9/11 provides the most obvious case in point. Its aftermath saw Congress gain quick endorsement of policies that its neo-fascist members have impotently lusted after for decades. I’m referring to the institution of a police state, to widespread surveillance of U.S. citizens, to the use of torture, to wars against oil and mineral-rich Muslims in Iraq, Libya, and elsewhere, and to the mass expulsions of foreigners from U.S. soil.
It was similar with Hurricane Katrina. Following its devastation, public schools were privatized, government programs of aid to the impoverished were shredded, and black neighborhoods were gentrified on behalf of wealthy real estate moguls and their clients. All of those were prominent among the “impossible” desiderata of Washington’s elite.

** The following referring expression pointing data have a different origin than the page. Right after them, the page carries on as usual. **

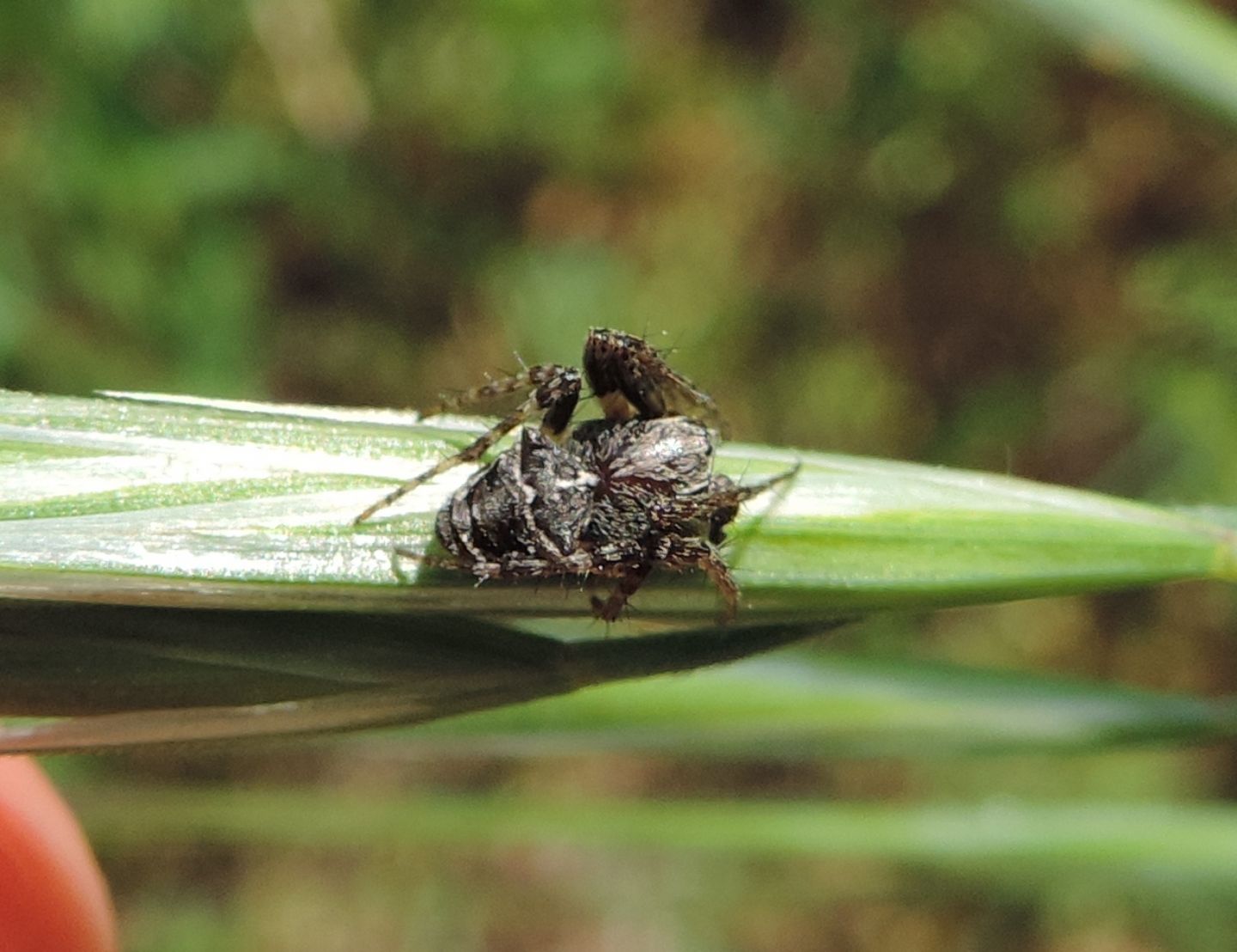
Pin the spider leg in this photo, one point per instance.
(630, 582)
(733, 494)
(683, 553)
(631, 381)
(557, 390)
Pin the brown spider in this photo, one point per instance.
(616, 497)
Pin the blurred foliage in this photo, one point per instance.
(919, 229)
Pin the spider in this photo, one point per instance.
(616, 497)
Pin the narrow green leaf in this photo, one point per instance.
(250, 505)
(798, 705)
(1184, 46)
(1124, 839)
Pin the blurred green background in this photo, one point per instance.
(983, 235)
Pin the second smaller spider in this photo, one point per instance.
(616, 497)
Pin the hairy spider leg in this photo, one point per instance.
(557, 390)
(630, 582)
(631, 381)
(724, 503)
(679, 555)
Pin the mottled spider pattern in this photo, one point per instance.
(616, 497)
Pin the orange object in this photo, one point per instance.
(52, 895)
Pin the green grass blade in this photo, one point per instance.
(170, 508)
(793, 705)
(250, 505)
(1186, 47)
(1119, 839)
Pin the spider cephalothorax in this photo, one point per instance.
(616, 497)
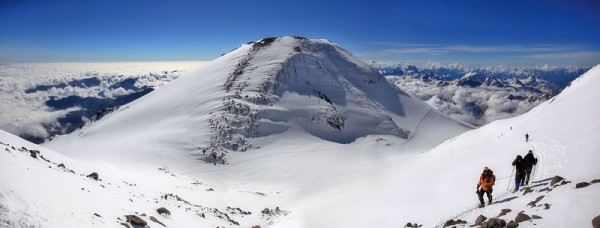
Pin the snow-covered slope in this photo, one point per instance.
(276, 86)
(370, 182)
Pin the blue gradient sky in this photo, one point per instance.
(469, 32)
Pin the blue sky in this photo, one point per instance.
(469, 32)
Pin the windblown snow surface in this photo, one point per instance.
(394, 161)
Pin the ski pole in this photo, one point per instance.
(511, 172)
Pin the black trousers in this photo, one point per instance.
(526, 179)
(489, 195)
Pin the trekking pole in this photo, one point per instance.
(511, 172)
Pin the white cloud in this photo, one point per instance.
(567, 55)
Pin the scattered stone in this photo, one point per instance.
(503, 212)
(93, 175)
(480, 219)
(266, 211)
(156, 221)
(582, 185)
(512, 224)
(596, 222)
(163, 210)
(135, 221)
(451, 222)
(522, 217)
(555, 180)
(494, 223)
(545, 189)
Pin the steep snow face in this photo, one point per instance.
(311, 88)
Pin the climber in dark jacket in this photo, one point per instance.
(519, 171)
(528, 162)
(484, 185)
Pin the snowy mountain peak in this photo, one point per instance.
(306, 88)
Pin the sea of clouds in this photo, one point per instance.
(26, 113)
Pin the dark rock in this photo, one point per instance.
(494, 223)
(504, 212)
(135, 220)
(533, 203)
(545, 189)
(522, 217)
(156, 221)
(34, 153)
(527, 190)
(163, 210)
(596, 222)
(512, 224)
(555, 180)
(93, 175)
(266, 211)
(480, 219)
(450, 222)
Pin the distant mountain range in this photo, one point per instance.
(480, 95)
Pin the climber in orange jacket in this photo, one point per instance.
(484, 186)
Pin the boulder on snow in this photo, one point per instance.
(451, 222)
(555, 180)
(34, 153)
(494, 223)
(480, 219)
(135, 220)
(596, 222)
(156, 221)
(545, 189)
(503, 212)
(512, 224)
(93, 175)
(521, 217)
(163, 210)
(582, 185)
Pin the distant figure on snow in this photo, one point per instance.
(528, 162)
(519, 172)
(486, 181)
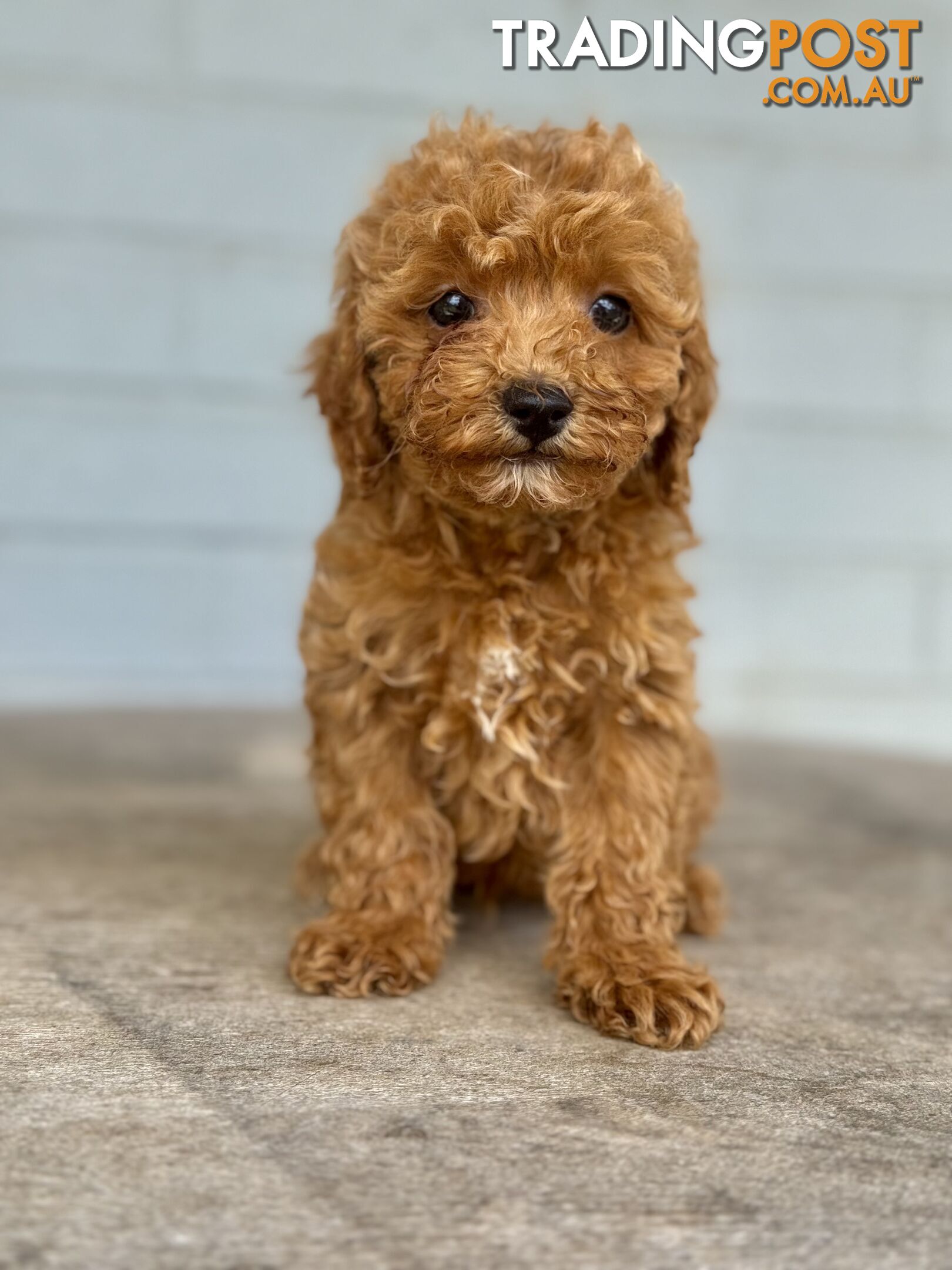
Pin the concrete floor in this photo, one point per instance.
(169, 1101)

And without 9/11 and Katrina, they would have forever languished beyond the pale of prospect.
The argument here is that the mega-crisis of clerical pedophilia has opened the way for ordinary Catholics to apply Klein’s shock doctrine to an institution that has otherwise remained immobile even in the face of the urgent call of Pope Francis (in “The Joy of the Gospel”) for radical change at almost all ecclesiastical levels.
I say “almost all,” because even in his otherwise brilliant Apostolic Exhortation, the pope specifically ruled out the ordination of women. (He did not even mention abolishing the requirement of priestly celibacy.)
However, my point here is that the horrendous pedophilic crisis has cardinals, bishops, priests, and even the pope himself on the run. Consequently, the door has swung wide for those outside the clerical establishment to take matters in their own hands. It’s time for us to demand changes that would otherwise remain unthinkable for the fossilized ecclesiastical establishment.
First on the list should be the re-examination of all church teachings about sex from masturbation to abortion. And here the laity should be in charge. For it has become evident that a celibate clergy has NOTHING at all to teach us about sex. In the light of clerical pedophilia and its coverup, they should forever remain silent on the subject.
Put otherwise: precisely as celibates, the Catholic clergy’s knowledge of sex can only be either entirely theoretical (usually based on a medieval understanding of the topic) or gathered from illicit, guilt-ridden practice. As such it is invalid and should be ignored on principle.
Second on the list should be the elimination of mandatory clerical celibacy itself. Common sense tells us that it is connected with the perversions of sex-starved priests.
Thirdly, it’s time to admit the obvious, viz. that pedophilia would never have flourished under the leadership of women. In other words, the door has swung open to the otherwise unthinkable for the clerical boys’ club – to the ordination of women.
With all of this in mind, Catholics should take advantage of this crisis by:
• Refusing to let the pope and others to get away with mere apologies and discussions about what to do with pedophilic offenders.
• Insisting instead that as a good faith measure, the pope immediately declare his intention to phase out mandatory celibacy and to open the way for women to serve the church at all levels from priest to pope.
• Demanding the convocation of a General Council (under lay leadership) to re-examine the entire corpus of church teaching on human sexuality.
But how apply pressure to bring about such changes? (And it’s here that the Shock Doctrine applies to a heretofore immobile laity as well as the clergy.)
Let me put it in terms of my own experience.
For years, it has been evident to me and other progressives within my local church in Kentucky that restorationist priests coming out of the reactionary papacies of Pope John Paul II and Benedict XVI were not meeting the needs of local parishioners shaped by the teachings of the Second Vatican Council (1962-65). Those teachings, I reminded my friends, remain the official doctrine of the Catholic Church.
With that in mind, I counseled repeatedly that without abandoning our identity as Catholics, we should leave the local church building and open a storefront, lay-led Catholic Church down the street. We would become a “shadow church” with its own lay pastor, its Eucharistic celebrations, its on-going education programs, and its outreach programs to the local poor. I recommended that we publicly invite our entire congregation to join us, and that we notify the local bishop of our intentions. We would continue meeting in this way, I recommended, until changes were instituted that met our needs.
Our model would be the Jesus, Mary, and Joseph (JMJ) Catholic Church centralized in James Patterson’s novel, Woman of God (which I reviewed here).
No one in our group of 20-25 proved ready to do any of that.
What I’m suggesting here is that the pedophilia crisis may have so shocked my sisters and brothers within my own community that they may now be open to follow the example of Brigid Fitzgerald, the priest hero of Patterson’s novel. She and her ex-priest husband opened a storefront church of the type I’m suggesting here.
I’m betting that following that example across the country and world would move local bishops, Pope Francis and the Catholic establishment to adopt something like the reforms I’ve suggested here.
So, let’s form our own JMJ churches. What have we got to lose?